I am doing following steps.

    input = load '....';
    dump input; /* working able to see data*/
    output = FILTER input by not FilterUDF(input,val1,val2);

This didn't worked. So I tried following.

    input = load '......';
    dump input; /* working able to see data*/
    dataWithVal = FOREACH input GENERATE $0,$1,val1,val2;
    dump dataWithVal; /* working able to see data with values*/
    output = FILTER dataWithVal by not FilterUDF(dataWithVal);

This also didn't worked. So I added my values in a file, copied that file in HDFS and then cross joined it with input data but still got same error.

    input = load '........';
    dump input; /* working able to see data*/
    val = load '........';
    dump val; /* working able to values*/
    interData = cross input, val;
    dump interData; /* working able to see cross joined data*/
    output = FILTER interData by not FilterUDF(interData);

For all the above options, I am getting same error as "Invalid scalar projection : A column needs to be projected from a relation for it to be used as a scalar."

For first case, my FilterUDF structure is as follows.

    import org.apache.pig.FilterFunc;
    import java.io.IOException;
    import org.apache.pig.data.Tuple;


    public class FilterUDF extends FilterFunc {
        public boolean exec(Tuple input, int val, String Val) throws IOException {
         /*some code here*/
        }
    }

Case one alternative tried but not worked.

    import org.apache.pig.FilterFunc;
    import java.io.IOException;
    import org.apache.pig.data.Tuple;

    public class FilterUDF extends FilterFunc {

        private Tuple input;
        private int Ival;
        private String Sval;

        public FilterUDF(Tuple input, int Ival, String Sval){
            this.input = input;
            this.Ival = Ival;
            this.Sval = Sval;
        }

        public Boolean exec(Tuple arg0) throws IOException {
        /*Some code*/   
        }
    }

For case two and three, my FilterUDF structure is as follows.

    import org.apache.pig.FilterFunc;
    import java.io.IOException;
    import org.apache.pig.data.Tuple;


    public class FilterUDF extends FilterFunc {

        public Boolean exec(Tuple input) throws IOException {
        /*some code here*/
        }
    }

What I am doing wrong?

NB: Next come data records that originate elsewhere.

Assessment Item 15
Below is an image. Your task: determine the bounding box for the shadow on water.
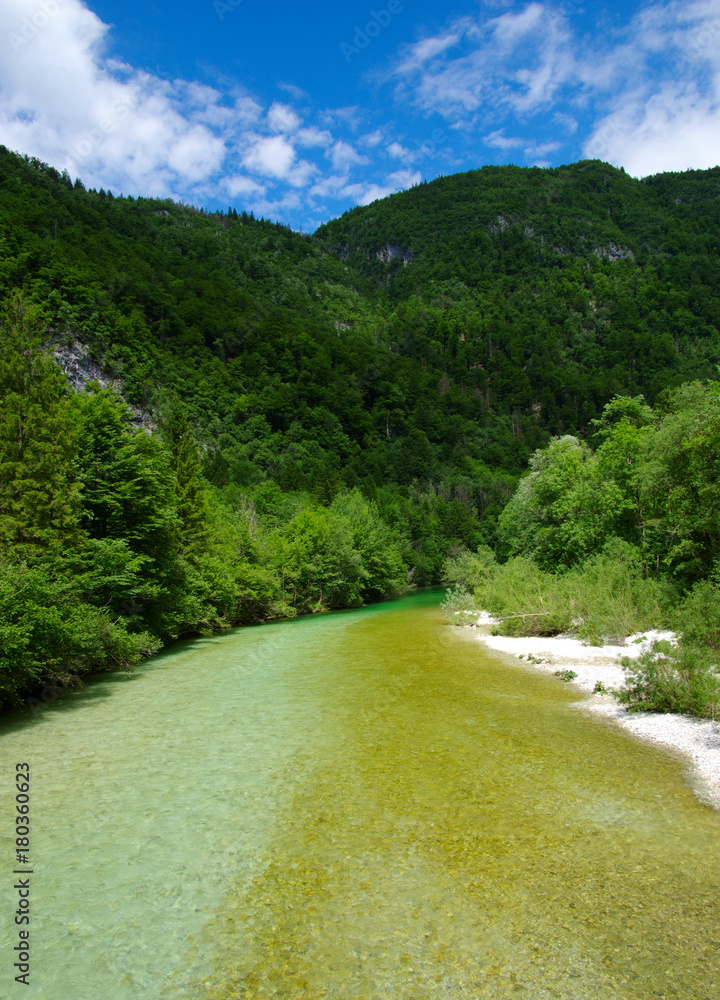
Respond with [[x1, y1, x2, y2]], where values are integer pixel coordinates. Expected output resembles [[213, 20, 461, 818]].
[[0, 591, 420, 738]]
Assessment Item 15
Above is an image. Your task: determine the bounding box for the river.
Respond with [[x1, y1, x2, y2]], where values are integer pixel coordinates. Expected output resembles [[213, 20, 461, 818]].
[[1, 590, 719, 999]]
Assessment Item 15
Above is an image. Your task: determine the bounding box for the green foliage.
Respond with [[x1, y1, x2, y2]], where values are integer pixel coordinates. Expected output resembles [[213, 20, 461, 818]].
[[440, 586, 483, 625], [618, 641, 720, 718], [636, 382, 720, 583], [673, 569, 720, 652], [0, 295, 81, 559], [160, 400, 210, 558], [2, 147, 720, 715], [442, 545, 497, 589], [0, 560, 160, 705], [498, 436, 631, 568], [470, 543, 667, 643]]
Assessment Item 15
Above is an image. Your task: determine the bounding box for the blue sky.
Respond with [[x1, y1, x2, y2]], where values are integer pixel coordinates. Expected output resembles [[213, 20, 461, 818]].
[[2, 0, 720, 230]]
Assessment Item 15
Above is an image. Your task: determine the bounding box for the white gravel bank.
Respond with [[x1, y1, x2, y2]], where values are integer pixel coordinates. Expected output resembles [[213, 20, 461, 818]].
[[467, 617, 720, 811]]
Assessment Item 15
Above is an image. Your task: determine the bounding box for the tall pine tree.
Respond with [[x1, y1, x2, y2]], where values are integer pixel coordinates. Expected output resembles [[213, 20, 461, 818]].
[[160, 400, 210, 558], [0, 295, 81, 560]]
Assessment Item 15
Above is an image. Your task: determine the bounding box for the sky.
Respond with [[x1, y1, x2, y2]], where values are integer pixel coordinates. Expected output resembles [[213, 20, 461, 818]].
[[1, 0, 720, 231]]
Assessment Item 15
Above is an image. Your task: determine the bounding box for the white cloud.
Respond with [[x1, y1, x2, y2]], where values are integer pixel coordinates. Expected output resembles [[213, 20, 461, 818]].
[[243, 134, 296, 178], [320, 105, 363, 130], [553, 112, 578, 134], [488, 2, 546, 48], [360, 128, 384, 147], [383, 0, 720, 175], [166, 125, 226, 181], [311, 167, 420, 208], [387, 141, 412, 159], [389, 168, 422, 188], [0, 0, 248, 197], [485, 130, 523, 150], [266, 101, 301, 133], [233, 95, 263, 125], [0, 0, 372, 221], [343, 169, 422, 206], [277, 82, 309, 101], [394, 30, 464, 76], [524, 139, 560, 159], [296, 126, 333, 148], [328, 139, 368, 171], [223, 174, 266, 198], [585, 87, 720, 175], [285, 159, 318, 188], [310, 173, 352, 199]]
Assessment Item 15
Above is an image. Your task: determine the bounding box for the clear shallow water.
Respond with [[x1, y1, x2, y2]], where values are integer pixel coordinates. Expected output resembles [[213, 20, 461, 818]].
[[1, 590, 719, 999]]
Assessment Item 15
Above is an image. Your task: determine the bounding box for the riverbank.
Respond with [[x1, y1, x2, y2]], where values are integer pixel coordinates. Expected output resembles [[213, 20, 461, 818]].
[[464, 616, 720, 811]]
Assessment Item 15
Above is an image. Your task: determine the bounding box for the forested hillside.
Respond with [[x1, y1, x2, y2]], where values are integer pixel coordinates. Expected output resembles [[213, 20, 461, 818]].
[[1, 146, 719, 707], [317, 161, 720, 423]]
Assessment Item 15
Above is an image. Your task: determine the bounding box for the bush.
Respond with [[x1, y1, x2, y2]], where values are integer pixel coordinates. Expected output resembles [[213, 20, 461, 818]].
[[442, 545, 497, 590], [0, 561, 160, 706], [473, 541, 669, 643], [618, 640, 720, 718], [440, 586, 483, 625], [674, 569, 720, 652]]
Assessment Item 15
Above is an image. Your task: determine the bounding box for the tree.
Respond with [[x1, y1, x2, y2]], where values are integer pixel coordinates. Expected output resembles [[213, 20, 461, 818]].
[[160, 400, 210, 558], [638, 382, 720, 583], [0, 295, 81, 560], [499, 435, 631, 569], [74, 386, 177, 578]]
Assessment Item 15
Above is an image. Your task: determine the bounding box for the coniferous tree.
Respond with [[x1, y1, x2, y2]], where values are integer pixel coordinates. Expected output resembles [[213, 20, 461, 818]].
[[160, 400, 210, 558], [0, 295, 81, 560]]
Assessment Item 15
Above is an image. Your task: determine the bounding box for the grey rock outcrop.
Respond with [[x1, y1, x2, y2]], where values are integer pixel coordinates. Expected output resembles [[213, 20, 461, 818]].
[[51, 341, 153, 429]]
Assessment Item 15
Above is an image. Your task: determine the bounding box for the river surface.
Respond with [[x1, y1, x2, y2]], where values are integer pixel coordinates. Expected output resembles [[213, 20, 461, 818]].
[[1, 590, 719, 999]]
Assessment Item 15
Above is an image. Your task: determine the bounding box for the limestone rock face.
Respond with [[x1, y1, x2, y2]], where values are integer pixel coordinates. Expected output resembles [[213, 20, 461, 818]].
[[52, 340, 153, 429], [375, 244, 414, 265], [52, 341, 115, 394]]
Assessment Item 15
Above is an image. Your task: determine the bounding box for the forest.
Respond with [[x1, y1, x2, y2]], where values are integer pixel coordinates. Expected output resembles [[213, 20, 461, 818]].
[[0, 145, 719, 712]]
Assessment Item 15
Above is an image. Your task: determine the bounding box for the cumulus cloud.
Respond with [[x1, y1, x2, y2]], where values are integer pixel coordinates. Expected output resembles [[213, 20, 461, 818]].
[[360, 128, 384, 147], [243, 134, 297, 178], [266, 101, 301, 133], [223, 174, 265, 198], [585, 87, 720, 175], [296, 126, 333, 148], [485, 130, 524, 150], [387, 141, 413, 159], [0, 0, 391, 226], [328, 139, 368, 171], [0, 0, 243, 197]]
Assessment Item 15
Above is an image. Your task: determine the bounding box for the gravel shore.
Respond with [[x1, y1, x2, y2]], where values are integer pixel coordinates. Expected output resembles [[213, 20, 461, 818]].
[[467, 617, 720, 811]]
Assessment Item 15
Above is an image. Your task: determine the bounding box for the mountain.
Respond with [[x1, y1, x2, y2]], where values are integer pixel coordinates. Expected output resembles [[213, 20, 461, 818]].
[[1, 147, 719, 704], [316, 160, 720, 423]]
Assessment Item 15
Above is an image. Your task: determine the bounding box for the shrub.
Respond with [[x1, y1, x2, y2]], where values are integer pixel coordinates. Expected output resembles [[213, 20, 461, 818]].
[[472, 541, 669, 643], [442, 545, 497, 589], [618, 640, 720, 718], [674, 569, 720, 652], [0, 561, 160, 706], [440, 587, 483, 625]]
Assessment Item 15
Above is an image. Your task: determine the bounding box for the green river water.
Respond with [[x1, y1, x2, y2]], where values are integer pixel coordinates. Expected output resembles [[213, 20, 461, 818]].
[[1, 590, 720, 999]]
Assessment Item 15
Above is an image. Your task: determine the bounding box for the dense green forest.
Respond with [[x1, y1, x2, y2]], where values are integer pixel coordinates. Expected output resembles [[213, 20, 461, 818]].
[[1, 145, 719, 709]]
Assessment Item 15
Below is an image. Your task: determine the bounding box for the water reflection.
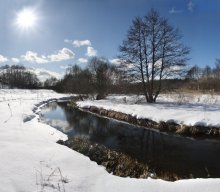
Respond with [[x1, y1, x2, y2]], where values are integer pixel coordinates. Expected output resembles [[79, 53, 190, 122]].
[[41, 102, 220, 178]]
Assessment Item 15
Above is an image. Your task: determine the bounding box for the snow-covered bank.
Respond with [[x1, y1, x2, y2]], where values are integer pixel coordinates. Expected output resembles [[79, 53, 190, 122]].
[[77, 94, 220, 127], [1, 89, 220, 192]]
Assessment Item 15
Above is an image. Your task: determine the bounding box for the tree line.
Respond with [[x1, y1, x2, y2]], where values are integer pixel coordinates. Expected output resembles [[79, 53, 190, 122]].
[[1, 58, 220, 100], [0, 65, 41, 89], [185, 61, 220, 92], [56, 57, 122, 99]]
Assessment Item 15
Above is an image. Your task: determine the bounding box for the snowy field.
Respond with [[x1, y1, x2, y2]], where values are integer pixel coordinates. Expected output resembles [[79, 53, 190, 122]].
[[77, 93, 220, 127], [1, 89, 220, 192]]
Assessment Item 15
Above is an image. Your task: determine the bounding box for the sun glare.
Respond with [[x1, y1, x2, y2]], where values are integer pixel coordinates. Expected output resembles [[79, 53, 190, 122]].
[[15, 8, 38, 30]]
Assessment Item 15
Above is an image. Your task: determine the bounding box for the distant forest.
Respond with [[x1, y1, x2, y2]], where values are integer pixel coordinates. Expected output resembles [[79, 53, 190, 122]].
[[1, 58, 220, 97], [0, 65, 41, 89], [55, 57, 220, 97]]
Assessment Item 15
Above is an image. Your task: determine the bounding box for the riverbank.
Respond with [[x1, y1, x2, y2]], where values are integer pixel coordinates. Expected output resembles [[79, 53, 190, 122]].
[[77, 94, 220, 139], [57, 138, 150, 179], [57, 137, 191, 181], [1, 89, 220, 192], [79, 105, 220, 139]]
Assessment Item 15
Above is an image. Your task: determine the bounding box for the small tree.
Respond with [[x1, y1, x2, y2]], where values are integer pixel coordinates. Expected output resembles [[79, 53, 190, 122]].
[[89, 57, 114, 100], [186, 65, 202, 80], [202, 65, 212, 80], [60, 64, 93, 94], [213, 59, 220, 79], [44, 77, 58, 89], [119, 9, 190, 103]]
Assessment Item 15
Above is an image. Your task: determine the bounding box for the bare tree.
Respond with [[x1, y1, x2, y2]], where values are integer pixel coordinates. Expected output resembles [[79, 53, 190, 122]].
[[202, 65, 212, 80], [214, 59, 220, 79], [60, 64, 93, 94], [89, 57, 115, 100], [44, 77, 58, 88], [119, 9, 190, 103], [186, 65, 202, 80]]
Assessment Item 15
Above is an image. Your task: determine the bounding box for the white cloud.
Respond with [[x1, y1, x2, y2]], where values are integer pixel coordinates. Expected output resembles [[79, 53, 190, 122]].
[[0, 55, 8, 63], [48, 48, 75, 62], [64, 39, 72, 44], [64, 39, 91, 47], [21, 51, 49, 64], [86, 46, 97, 57], [73, 40, 91, 47], [64, 39, 98, 57], [187, 1, 194, 12], [110, 58, 122, 65], [60, 65, 71, 69], [169, 7, 182, 14], [27, 68, 62, 82], [21, 48, 75, 64], [78, 58, 88, 64], [11, 58, 20, 63]]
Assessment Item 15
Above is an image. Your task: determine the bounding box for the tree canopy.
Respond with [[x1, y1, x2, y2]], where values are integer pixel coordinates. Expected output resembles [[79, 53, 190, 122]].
[[119, 9, 190, 103]]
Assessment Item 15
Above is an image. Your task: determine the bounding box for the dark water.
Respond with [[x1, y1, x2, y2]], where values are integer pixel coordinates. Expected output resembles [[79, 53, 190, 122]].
[[41, 101, 220, 179]]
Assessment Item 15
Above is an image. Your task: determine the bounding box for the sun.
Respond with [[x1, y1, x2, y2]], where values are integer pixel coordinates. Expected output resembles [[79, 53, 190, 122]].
[[15, 8, 38, 30]]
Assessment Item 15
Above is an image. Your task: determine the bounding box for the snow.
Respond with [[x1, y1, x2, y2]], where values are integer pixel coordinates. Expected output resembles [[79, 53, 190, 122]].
[[0, 89, 220, 192], [77, 93, 220, 127]]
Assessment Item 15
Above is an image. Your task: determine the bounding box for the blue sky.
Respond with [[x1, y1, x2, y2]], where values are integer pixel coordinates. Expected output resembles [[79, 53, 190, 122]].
[[0, 0, 220, 76]]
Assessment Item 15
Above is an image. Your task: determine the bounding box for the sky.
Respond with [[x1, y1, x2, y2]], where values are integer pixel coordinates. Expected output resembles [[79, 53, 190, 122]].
[[1, 0, 220, 78]]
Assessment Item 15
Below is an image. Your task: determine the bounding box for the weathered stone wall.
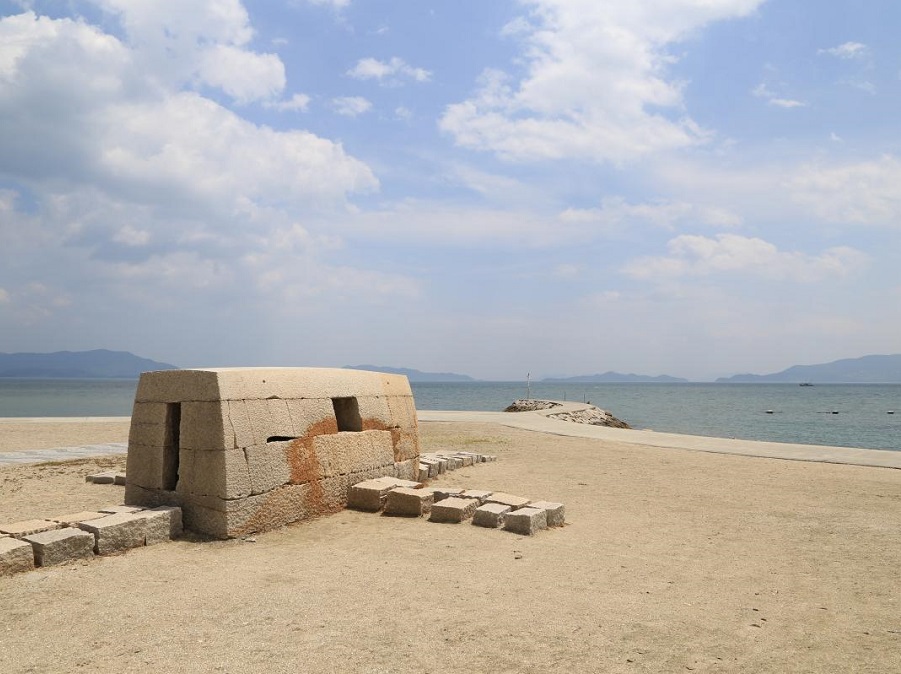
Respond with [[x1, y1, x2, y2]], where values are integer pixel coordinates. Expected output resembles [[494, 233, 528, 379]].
[[125, 368, 420, 538]]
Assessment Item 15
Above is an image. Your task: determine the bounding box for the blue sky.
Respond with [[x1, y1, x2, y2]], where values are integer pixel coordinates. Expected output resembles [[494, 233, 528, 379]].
[[1, 0, 899, 380]]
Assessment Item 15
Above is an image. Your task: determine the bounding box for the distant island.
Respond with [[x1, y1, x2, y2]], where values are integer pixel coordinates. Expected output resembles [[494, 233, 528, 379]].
[[0, 350, 178, 379], [344, 365, 475, 382], [716, 354, 901, 384], [543, 372, 687, 383]]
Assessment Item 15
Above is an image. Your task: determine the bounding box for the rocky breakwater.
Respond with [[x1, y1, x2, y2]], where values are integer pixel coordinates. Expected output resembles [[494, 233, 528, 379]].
[[504, 399, 631, 429]]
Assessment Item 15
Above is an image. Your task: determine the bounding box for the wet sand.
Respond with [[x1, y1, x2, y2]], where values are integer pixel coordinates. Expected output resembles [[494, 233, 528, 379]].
[[1, 418, 899, 673]]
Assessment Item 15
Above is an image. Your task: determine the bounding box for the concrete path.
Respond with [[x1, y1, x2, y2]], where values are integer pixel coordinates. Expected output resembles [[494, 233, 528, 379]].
[[418, 402, 901, 470], [0, 443, 127, 465]]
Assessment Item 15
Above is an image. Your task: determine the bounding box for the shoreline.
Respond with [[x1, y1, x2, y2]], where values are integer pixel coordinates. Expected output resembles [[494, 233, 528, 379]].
[[1, 411, 900, 468]]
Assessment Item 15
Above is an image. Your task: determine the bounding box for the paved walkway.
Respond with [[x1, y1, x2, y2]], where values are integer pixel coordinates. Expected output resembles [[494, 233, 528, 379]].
[[418, 403, 901, 470], [3, 403, 899, 469]]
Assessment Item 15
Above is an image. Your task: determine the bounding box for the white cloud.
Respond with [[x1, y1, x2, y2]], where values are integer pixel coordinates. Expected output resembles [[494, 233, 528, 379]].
[[560, 197, 742, 230], [752, 83, 805, 108], [440, 0, 765, 163], [266, 93, 312, 112], [300, 0, 351, 8], [0, 288, 9, 304], [347, 57, 431, 84], [91, 0, 285, 104], [819, 42, 868, 60], [394, 106, 412, 120], [623, 234, 866, 282], [332, 96, 372, 117], [790, 156, 901, 226]]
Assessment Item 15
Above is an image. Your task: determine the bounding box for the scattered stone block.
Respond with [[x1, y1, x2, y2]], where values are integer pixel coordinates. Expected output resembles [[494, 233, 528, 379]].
[[78, 513, 149, 554], [456, 454, 474, 467], [485, 492, 530, 509], [503, 506, 547, 535], [420, 458, 440, 479], [429, 497, 479, 524], [528, 501, 565, 527], [51, 511, 107, 526], [460, 489, 493, 504], [384, 487, 433, 517], [472, 503, 511, 528], [0, 537, 35, 575], [98, 505, 145, 515], [427, 487, 463, 502], [347, 477, 421, 512], [24, 528, 95, 567], [114, 473, 127, 485], [417, 465, 429, 482], [0, 519, 59, 538], [87, 471, 117, 484]]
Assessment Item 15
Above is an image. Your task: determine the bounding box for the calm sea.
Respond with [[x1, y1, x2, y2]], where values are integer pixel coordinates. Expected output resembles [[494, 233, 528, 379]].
[[0, 379, 898, 452]]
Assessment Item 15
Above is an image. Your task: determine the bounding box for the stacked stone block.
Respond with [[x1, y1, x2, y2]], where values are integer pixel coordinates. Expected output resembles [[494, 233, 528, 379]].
[[417, 451, 496, 481], [125, 368, 421, 538], [0, 505, 183, 576]]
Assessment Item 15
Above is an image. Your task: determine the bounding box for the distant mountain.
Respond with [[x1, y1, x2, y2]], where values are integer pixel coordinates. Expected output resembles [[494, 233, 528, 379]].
[[543, 371, 688, 383], [344, 365, 475, 382], [716, 354, 901, 383], [0, 349, 178, 379]]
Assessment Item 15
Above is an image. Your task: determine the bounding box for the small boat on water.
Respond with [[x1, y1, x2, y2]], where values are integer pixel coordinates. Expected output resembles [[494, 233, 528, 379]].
[[799, 382, 814, 387]]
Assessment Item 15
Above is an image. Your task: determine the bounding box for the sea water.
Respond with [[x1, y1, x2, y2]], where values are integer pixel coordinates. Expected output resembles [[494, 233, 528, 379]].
[[0, 379, 898, 452]]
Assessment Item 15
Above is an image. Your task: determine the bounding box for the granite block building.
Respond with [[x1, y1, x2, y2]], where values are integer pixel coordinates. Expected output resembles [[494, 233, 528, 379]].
[[125, 368, 420, 538]]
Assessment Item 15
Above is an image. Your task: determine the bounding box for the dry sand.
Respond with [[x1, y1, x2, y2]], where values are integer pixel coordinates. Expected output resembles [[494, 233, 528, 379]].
[[1, 420, 900, 673]]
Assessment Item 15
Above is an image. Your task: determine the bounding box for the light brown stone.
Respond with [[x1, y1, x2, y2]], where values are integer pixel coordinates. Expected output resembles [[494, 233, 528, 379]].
[[528, 501, 566, 527], [472, 503, 511, 528], [485, 492, 531, 509], [51, 511, 107, 525], [384, 487, 433, 517], [0, 537, 35, 575], [503, 507, 548, 535], [78, 513, 149, 554], [0, 519, 59, 538], [24, 528, 95, 566], [429, 497, 479, 523], [460, 489, 493, 504], [245, 442, 292, 495]]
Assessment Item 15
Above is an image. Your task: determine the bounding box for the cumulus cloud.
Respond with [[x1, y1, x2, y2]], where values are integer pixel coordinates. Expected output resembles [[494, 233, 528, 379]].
[[440, 0, 765, 163], [265, 93, 312, 112], [790, 156, 901, 226], [623, 234, 866, 282], [819, 42, 868, 59], [332, 96, 372, 117], [347, 57, 431, 84]]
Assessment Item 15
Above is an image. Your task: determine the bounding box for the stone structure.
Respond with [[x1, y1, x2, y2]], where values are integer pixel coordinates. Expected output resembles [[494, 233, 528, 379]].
[[124, 367, 421, 538]]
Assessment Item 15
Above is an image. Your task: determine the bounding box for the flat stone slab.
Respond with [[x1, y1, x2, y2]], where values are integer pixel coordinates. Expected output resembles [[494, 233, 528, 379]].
[[429, 497, 479, 524], [24, 528, 95, 566], [51, 511, 107, 526], [503, 507, 548, 535], [0, 519, 59, 538], [384, 487, 433, 517], [460, 489, 493, 504], [98, 505, 145, 515], [472, 502, 511, 528], [528, 500, 565, 527], [485, 492, 531, 509], [78, 513, 149, 554], [86, 471, 118, 484], [426, 487, 464, 502], [0, 537, 35, 575]]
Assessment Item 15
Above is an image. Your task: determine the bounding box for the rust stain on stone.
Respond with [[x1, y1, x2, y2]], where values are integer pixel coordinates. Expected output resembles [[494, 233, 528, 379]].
[[362, 417, 407, 462]]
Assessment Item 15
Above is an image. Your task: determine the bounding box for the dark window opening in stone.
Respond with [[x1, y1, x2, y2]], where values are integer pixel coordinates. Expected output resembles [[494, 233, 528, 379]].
[[267, 436, 297, 443], [163, 402, 180, 491], [332, 397, 362, 432]]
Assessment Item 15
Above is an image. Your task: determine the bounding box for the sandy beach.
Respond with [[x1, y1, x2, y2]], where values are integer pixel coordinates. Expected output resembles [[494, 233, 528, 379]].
[[1, 417, 900, 673]]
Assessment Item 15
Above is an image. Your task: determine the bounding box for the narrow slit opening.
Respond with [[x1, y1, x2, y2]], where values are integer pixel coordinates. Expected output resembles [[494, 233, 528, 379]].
[[162, 402, 180, 491], [267, 436, 297, 443]]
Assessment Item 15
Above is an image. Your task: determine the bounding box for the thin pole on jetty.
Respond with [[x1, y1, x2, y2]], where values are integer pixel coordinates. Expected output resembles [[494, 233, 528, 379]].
[[526, 372, 532, 400]]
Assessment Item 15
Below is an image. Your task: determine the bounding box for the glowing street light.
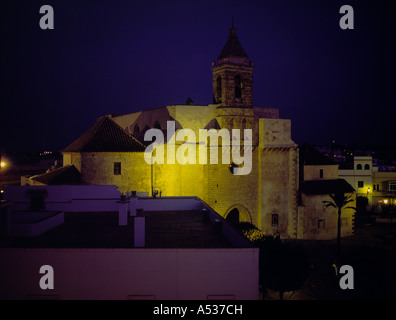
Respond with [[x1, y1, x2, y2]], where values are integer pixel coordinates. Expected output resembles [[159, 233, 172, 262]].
[[0, 161, 5, 168]]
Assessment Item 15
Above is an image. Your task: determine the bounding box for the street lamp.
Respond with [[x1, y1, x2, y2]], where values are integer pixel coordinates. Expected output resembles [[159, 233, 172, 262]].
[[0, 159, 4, 200], [367, 187, 371, 210]]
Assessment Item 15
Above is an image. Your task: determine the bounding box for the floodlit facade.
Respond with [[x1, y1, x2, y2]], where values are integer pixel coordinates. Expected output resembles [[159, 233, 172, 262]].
[[61, 28, 300, 239]]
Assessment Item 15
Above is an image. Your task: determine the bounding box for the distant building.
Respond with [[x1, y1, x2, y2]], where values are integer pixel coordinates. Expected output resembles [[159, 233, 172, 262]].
[[339, 156, 396, 208], [339, 156, 373, 204], [372, 171, 396, 208], [297, 144, 355, 240]]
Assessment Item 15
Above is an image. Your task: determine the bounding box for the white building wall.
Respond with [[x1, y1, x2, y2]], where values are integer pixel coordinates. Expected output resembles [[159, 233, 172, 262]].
[[339, 156, 373, 202]]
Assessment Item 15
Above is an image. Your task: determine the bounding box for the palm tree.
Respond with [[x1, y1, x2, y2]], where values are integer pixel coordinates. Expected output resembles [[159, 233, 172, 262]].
[[323, 193, 356, 255]]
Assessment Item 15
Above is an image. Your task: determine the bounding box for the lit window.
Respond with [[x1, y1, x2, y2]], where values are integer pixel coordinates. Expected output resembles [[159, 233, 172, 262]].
[[114, 162, 121, 175]]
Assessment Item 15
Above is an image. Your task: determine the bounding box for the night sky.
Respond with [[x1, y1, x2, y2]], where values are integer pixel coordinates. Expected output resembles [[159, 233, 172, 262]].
[[1, 0, 395, 152]]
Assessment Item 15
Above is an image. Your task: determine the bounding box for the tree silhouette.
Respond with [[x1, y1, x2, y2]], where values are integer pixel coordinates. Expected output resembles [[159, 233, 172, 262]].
[[323, 193, 356, 255], [238, 222, 309, 299]]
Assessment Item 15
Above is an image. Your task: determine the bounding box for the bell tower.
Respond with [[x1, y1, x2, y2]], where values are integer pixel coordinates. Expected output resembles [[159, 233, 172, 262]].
[[212, 28, 254, 108], [213, 28, 255, 134]]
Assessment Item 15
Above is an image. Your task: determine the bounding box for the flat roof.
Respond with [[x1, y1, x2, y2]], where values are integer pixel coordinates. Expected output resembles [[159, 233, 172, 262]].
[[6, 210, 233, 249]]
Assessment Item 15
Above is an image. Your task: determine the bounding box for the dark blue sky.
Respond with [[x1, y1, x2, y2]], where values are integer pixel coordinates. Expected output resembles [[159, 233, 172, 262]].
[[1, 0, 395, 152]]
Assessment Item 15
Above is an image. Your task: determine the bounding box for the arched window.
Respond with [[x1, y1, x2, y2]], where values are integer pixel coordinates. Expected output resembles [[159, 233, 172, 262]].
[[357, 164, 362, 170], [364, 164, 370, 170], [216, 76, 222, 102], [234, 75, 242, 99], [154, 121, 161, 130], [133, 124, 140, 135]]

How to pass multiple parameters to Pig UDF? What is the reason behind the "Invalid scalar projection" error?

Thanks in Advance for your help.

1

1 Answers

0
votes

I'm not exactly sure what you are trying to compute with your UDF because your problem description is kind of vague but in all three of your code examples, you are trying to pass a relation to your UDF, which doesn't really make sense (input, dataWithVal, and interData are relations). You need to pass it values. So say you were using your UDF to assert that val1 and val2 were the same (or whatever), then you could write

input = LOAD '...';  /* load some data */
output = FILTER input BY FilterUDF(val1, val2);

and your UDF would look something like

import org.apache.pig.FilterFunc;
import java.io.IOException;
import org.apache.pig.data.Tuple;


public class FilterUDF extends FilterFunc {
    public Boolean exec(Tuple input) throws IOException {
        if (input == null || input.size() == 0)
            return null;

        int val1 = input.get(0)  // gets val1 from pig
        int val2 = input.get(1)  // gets val2 from pig

    /*rest of code*/
    }
}

As you can see, you can pass as many parameters to your UDF as you want; that's what org.apache.pig.data.Tuple is for; just pass as many parameters as needed and then parse them inside the UDF with .get(i)